Some 20 years ago, there was a scandal at my home town paper that hardly anybody heard about (I got it from one of their columnists). Their head restaurant reviewer went to a very expensive restaurant, was quite disappointed, and wrote a review saying so. The paper's editorial staff changed the review to say the place was perfect. A reader went there, was also quite disappointed, and wrote back to the reviewer saying so.

The reviewer then made the mistake of telling the truth in print. (The letter and reply were printed on a Saturday, which I assume is how it got through.) Result: the reviewer was fired, and no explanation was given to the public.

This illustrates the folly of one of the mainstay ideas shared by a lot of libertarians: reputation is NOT enough to prevent fraud, because it's too easy to fake it, change 'nyms and walk away from it -- or even earn a good rep and then cash it out, as Bernie Madoff did. There has to be law enforcement against fraud, or commerce with strangers is simply not viable.

 
At 2:16 AM, June 27, 2012, Anonymous Anonymous said...

so as an economist you have to judge the system through understanding what its doing in the long term. are there equilibriums, how stable are they and what determines which equilibrium the system will tend to after shock? there are clearly many reviews which are bought by companies, both to destroy the competition and to improve their own reputation. but on the other hand not all people are stupid, many see which reviews are bad or not, and there are ways of checking the honesty of the reviewers. so in the end there are some people who are influenced by dishonest reviews, it is not obvious which way though. in general i would say that the equilibrium is not first best, ie its not as efficient as a situation where there is perfect information and costless negotiations. however the 2nd best, which we have, is probably the best that can be achieved. its also interesting to see whether the 2nd best equilibrium tends towards first best if technology changes. i would say probably not. we just have to accept that in the real world competition works but its not perfect and it cant be made perfect, but thats better than any other alternative. dave?

 
At 2:44 AM, June 27, 2012, Blogger Segal-Halevi said...
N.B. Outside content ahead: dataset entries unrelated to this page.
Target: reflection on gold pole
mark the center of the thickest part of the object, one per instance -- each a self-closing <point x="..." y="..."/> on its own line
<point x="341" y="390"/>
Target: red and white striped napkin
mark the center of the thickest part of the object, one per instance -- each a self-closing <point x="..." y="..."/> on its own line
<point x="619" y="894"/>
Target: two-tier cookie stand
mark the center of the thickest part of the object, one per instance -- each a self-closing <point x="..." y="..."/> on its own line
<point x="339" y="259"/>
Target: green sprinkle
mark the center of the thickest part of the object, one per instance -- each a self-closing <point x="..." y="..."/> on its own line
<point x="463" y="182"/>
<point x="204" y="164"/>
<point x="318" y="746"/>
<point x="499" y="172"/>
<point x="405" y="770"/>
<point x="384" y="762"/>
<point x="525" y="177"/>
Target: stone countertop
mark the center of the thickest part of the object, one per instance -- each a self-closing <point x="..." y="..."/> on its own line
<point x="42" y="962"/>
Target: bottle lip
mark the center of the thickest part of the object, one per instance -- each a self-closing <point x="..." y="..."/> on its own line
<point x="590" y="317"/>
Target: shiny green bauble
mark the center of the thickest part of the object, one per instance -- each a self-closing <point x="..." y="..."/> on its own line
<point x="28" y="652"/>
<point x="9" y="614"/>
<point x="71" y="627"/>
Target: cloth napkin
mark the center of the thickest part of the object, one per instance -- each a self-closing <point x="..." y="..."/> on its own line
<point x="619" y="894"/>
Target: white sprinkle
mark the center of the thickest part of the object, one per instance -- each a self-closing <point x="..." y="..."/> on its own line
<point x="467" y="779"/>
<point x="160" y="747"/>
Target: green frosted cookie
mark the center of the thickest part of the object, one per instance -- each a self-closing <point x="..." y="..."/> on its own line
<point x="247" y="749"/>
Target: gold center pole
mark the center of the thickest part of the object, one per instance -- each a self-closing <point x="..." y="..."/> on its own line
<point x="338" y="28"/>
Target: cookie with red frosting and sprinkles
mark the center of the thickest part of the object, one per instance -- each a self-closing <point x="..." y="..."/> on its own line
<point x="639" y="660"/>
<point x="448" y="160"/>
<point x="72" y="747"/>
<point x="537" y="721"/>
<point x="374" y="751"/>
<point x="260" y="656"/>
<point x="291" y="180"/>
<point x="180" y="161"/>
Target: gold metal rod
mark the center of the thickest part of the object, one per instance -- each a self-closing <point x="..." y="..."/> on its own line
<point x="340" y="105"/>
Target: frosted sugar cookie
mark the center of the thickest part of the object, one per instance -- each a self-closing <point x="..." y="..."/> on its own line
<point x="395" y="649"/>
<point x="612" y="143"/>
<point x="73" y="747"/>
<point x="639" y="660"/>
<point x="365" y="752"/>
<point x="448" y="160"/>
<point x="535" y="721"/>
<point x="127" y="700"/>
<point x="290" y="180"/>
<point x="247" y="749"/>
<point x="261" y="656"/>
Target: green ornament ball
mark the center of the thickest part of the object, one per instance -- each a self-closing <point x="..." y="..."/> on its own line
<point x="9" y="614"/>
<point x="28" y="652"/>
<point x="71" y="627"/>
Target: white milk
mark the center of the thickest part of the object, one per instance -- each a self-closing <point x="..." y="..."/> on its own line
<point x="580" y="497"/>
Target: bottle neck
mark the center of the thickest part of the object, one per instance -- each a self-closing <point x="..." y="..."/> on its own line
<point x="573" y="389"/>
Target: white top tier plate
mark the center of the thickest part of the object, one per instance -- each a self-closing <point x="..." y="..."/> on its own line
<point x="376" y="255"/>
One possible solution is the "social proximity" gauge, such as this: http://www.meezoog.com/zp/go.php?to=static&name=social_proximity&src=lobby&language=English

The idea is to calculate, for every pair of users in the system, the *subjective* trust between them, based on the social paths that connect them.

For example, if I join and invite my brother, I can say that I trust him 100%, so his reviews will appear as trustable to me. But, if another person registers to the site and is not connected to me or my brother, then his reviews will appear 0% to me. If he intives his own brother, then probably their reviews will appear trustable to each other, but not to other people outside the clique.

It can be proven that this sys

 
At 2:13 AM, July 01, 2012, OpenID pokarpokarpokar said...

uh, yes. it's called rent-seeking socially (if not acceptable) then tolerated sociopathy. you think the guys making collection calls are all bunnies and rainbows and sunflowers?

 
At 10:17 AM, July 04, 2012, Anonymous Anonymous said...

OnTheMedia blog had a story on Public Relations for Dictators: "they would write and place op-eds in American newspapers. And what they do is, is that a staffer at APCO would write it. Then they’d go out and recruit an academic or somebody at a think tank to put their name on it. And then they would go place it in an American newspaper, so it would look like some independent, thinking human being, as opposed to a paid flack for a dictatorship."